The Sparse Principal Component Analysis Problem: Optimality Conditions and Algorithms
Amir Beck, Yakov Vaisbourd

TL;DR
This paper introduces a new optimality condition for sparse PCA, develops algorithms based on it, and demonstrates that these algorithms outperform existing methods that rely on weaker optimality conditions.
Contribution
It proposes a coordinate-wise optimality condition for sparse PCA and develops algorithms that guarantee convergence to this stronger condition, improving solution quality.
Findings
Algorithms based on the new optimality condition outperform traditional methods.
Numerical experiments support the superiority of convergence to stronger optimality conditions.

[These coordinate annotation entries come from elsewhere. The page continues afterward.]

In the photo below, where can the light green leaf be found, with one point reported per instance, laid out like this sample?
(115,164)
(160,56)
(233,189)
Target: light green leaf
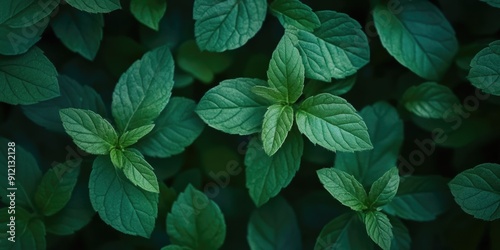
(429,100)
(338,48)
(233,108)
(420,198)
(89,131)
(132,136)
(344,187)
(56,187)
(278,121)
(27,175)
(143,90)
(138,170)
(274,226)
(384,189)
(228,25)
(295,13)
(120,204)
(79,31)
(29,231)
(333,123)
(176,128)
(379,228)
(267,175)
(28,78)
(477,191)
(95,6)
(149,12)
(418,36)
(73,95)
(195,221)
(286,71)
(484,72)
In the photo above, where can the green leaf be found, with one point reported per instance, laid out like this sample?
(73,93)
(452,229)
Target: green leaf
(175,129)
(79,31)
(28,78)
(143,90)
(203,65)
(333,123)
(429,100)
(295,13)
(344,187)
(484,73)
(267,175)
(132,136)
(228,25)
(274,226)
(338,48)
(149,12)
(73,95)
(56,186)
(418,36)
(379,228)
(384,189)
(196,222)
(95,6)
(27,175)
(420,198)
(29,231)
(89,131)
(278,121)
(344,232)
(386,133)
(137,170)
(120,204)
(286,71)
(233,108)
(477,191)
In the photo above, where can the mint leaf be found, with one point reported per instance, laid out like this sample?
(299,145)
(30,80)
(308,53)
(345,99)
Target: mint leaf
(379,228)
(344,187)
(95,6)
(27,175)
(274,226)
(477,191)
(286,71)
(384,189)
(419,37)
(267,175)
(120,204)
(132,136)
(429,100)
(89,131)
(73,95)
(56,186)
(148,12)
(333,123)
(29,232)
(484,73)
(143,90)
(79,31)
(233,108)
(175,129)
(278,121)
(386,133)
(420,198)
(338,48)
(138,170)
(295,13)
(28,78)
(228,25)
(195,221)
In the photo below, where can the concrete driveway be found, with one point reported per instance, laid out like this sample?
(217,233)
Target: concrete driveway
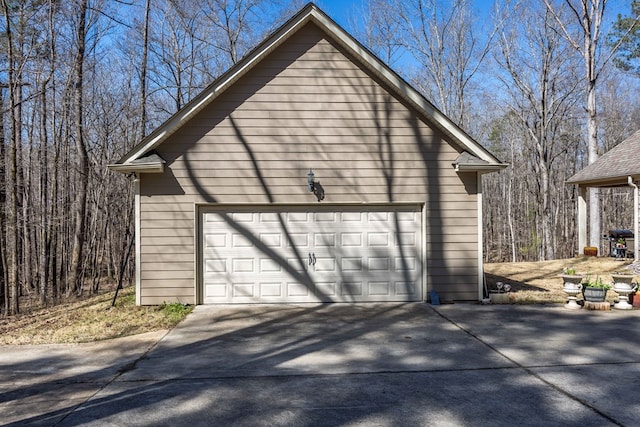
(340,365)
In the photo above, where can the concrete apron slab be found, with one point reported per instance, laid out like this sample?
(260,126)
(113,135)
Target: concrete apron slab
(40,385)
(330,365)
(402,364)
(233,341)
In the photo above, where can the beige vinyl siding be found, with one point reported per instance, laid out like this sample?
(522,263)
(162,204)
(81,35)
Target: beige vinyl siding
(306,106)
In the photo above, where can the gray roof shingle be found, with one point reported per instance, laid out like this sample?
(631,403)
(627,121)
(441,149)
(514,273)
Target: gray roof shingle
(621,161)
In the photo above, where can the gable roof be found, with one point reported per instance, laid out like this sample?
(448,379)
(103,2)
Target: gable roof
(614,166)
(366,59)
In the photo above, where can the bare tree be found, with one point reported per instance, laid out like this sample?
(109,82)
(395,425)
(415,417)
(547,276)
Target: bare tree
(582,27)
(442,37)
(541,83)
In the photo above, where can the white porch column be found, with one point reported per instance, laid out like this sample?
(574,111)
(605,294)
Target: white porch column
(582,218)
(480,241)
(636,236)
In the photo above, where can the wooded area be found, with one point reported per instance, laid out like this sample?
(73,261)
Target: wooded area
(545,85)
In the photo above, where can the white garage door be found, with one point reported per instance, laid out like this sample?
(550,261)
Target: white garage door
(306,254)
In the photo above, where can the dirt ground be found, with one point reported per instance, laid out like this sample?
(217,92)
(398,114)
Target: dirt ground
(540,282)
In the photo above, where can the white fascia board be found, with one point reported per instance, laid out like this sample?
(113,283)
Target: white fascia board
(484,168)
(137,167)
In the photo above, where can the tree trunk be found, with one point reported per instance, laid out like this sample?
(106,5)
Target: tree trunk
(82,160)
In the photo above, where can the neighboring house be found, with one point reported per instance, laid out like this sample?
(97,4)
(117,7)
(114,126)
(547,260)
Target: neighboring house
(618,167)
(225,212)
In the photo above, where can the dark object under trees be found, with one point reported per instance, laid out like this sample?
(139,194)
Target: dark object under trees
(123,264)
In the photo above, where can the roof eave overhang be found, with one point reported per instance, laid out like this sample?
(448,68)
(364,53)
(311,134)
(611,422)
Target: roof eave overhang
(137,167)
(617,181)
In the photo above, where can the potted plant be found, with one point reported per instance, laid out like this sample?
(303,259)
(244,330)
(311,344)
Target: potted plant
(622,279)
(595,290)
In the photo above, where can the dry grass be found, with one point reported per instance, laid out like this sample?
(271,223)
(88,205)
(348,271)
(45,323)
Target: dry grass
(90,319)
(93,319)
(540,282)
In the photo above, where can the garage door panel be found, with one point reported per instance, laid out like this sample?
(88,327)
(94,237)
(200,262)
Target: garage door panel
(381,289)
(326,255)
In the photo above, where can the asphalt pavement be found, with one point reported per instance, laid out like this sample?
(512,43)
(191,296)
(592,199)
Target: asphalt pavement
(340,365)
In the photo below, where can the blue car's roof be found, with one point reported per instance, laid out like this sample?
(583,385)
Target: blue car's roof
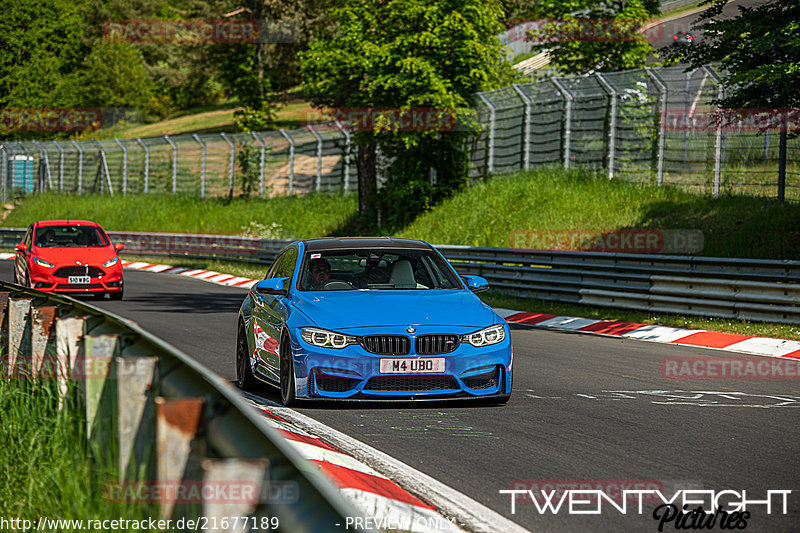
(364,242)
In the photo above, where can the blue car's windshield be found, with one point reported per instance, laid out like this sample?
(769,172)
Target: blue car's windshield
(376,270)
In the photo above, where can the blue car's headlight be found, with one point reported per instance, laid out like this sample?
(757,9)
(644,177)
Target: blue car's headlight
(486,336)
(42,262)
(326,339)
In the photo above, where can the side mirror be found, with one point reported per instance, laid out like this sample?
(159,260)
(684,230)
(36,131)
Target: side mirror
(476,283)
(272,286)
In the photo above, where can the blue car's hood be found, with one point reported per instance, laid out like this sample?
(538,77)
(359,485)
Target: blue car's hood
(351,309)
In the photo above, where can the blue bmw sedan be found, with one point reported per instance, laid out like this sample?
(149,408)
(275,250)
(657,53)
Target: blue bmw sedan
(371,319)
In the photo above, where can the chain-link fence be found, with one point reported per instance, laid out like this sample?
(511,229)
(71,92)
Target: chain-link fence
(647,125)
(271,163)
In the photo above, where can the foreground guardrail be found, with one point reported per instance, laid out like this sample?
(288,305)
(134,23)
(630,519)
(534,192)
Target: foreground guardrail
(165,421)
(746,289)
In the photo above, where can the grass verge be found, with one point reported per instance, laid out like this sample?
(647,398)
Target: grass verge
(45,468)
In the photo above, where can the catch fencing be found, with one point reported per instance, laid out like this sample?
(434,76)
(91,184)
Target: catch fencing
(645,125)
(269,163)
(652,125)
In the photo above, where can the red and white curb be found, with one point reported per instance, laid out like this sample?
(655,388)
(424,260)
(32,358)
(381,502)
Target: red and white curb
(730,342)
(205,275)
(361,476)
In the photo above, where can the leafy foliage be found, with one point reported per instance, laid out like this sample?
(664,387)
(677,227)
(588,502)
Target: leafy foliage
(758,52)
(585,35)
(405,55)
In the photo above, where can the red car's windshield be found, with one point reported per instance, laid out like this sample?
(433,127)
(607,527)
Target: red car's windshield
(69,236)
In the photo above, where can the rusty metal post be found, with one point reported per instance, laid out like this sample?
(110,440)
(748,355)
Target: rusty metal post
(42,337)
(180,446)
(93,370)
(69,333)
(135,377)
(242,484)
(19,335)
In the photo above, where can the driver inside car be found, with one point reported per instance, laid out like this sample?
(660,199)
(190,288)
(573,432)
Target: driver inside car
(320,271)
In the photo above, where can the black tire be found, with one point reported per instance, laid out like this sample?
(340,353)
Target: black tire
(288,396)
(244,374)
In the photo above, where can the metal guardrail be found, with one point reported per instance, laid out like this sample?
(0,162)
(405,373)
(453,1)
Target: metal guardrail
(160,417)
(747,289)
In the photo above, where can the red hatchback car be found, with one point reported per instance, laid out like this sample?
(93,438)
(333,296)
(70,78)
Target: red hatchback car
(70,256)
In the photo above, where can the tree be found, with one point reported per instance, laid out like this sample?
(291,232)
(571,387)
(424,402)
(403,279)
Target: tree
(758,53)
(393,56)
(586,35)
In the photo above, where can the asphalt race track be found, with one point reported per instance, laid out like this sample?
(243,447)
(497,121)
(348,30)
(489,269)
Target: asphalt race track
(586,409)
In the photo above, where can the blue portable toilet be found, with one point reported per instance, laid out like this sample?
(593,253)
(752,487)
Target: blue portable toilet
(22,172)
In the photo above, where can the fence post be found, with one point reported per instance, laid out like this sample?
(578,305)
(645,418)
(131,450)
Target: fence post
(526,159)
(104,162)
(612,123)
(718,140)
(291,159)
(203,166)
(146,163)
(174,164)
(124,166)
(4,171)
(230,171)
(662,111)
(80,166)
(567,119)
(43,157)
(27,158)
(319,156)
(492,124)
(60,166)
(346,154)
(261,165)
(10,163)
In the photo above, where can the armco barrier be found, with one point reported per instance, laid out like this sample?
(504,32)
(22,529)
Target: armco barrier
(163,419)
(747,289)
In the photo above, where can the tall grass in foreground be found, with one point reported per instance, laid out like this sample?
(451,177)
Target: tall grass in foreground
(45,467)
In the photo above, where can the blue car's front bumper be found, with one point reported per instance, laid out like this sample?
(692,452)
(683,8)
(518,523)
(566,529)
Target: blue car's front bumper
(354,373)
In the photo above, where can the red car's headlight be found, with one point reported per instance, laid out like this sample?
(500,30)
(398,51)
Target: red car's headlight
(42,262)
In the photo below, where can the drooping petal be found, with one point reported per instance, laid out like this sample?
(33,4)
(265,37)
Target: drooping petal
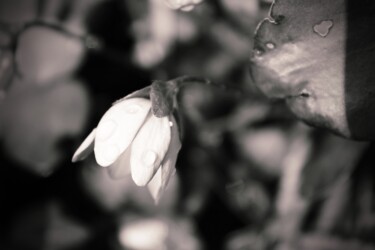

The new condition provides better interpretability and solution quality in sparse PCA.
Abstract
Sparse principal component analysis addresses the problem of finding a linear combination of the variables in a given data set with a sparse coefficients vector that maximizes the variability of the data. This model enhances the ability to interpret the principal components, and is applicable in a wide variety of fields including genetics and finance, just to name a few. We suggest a necessary coordinate-wise-based optimality condition, and show its superiority over the stationarity-based condition that is commonly used in the literature, and which is the basis for many of the algorithms designed to solve the problem. We devise algorithms that are based on the new optimality condition, and provide numerical experiments that support our assertion that algorithms, which are guaranteed to converge to stronger optimality conditions, perform better than algorithms that converge to points…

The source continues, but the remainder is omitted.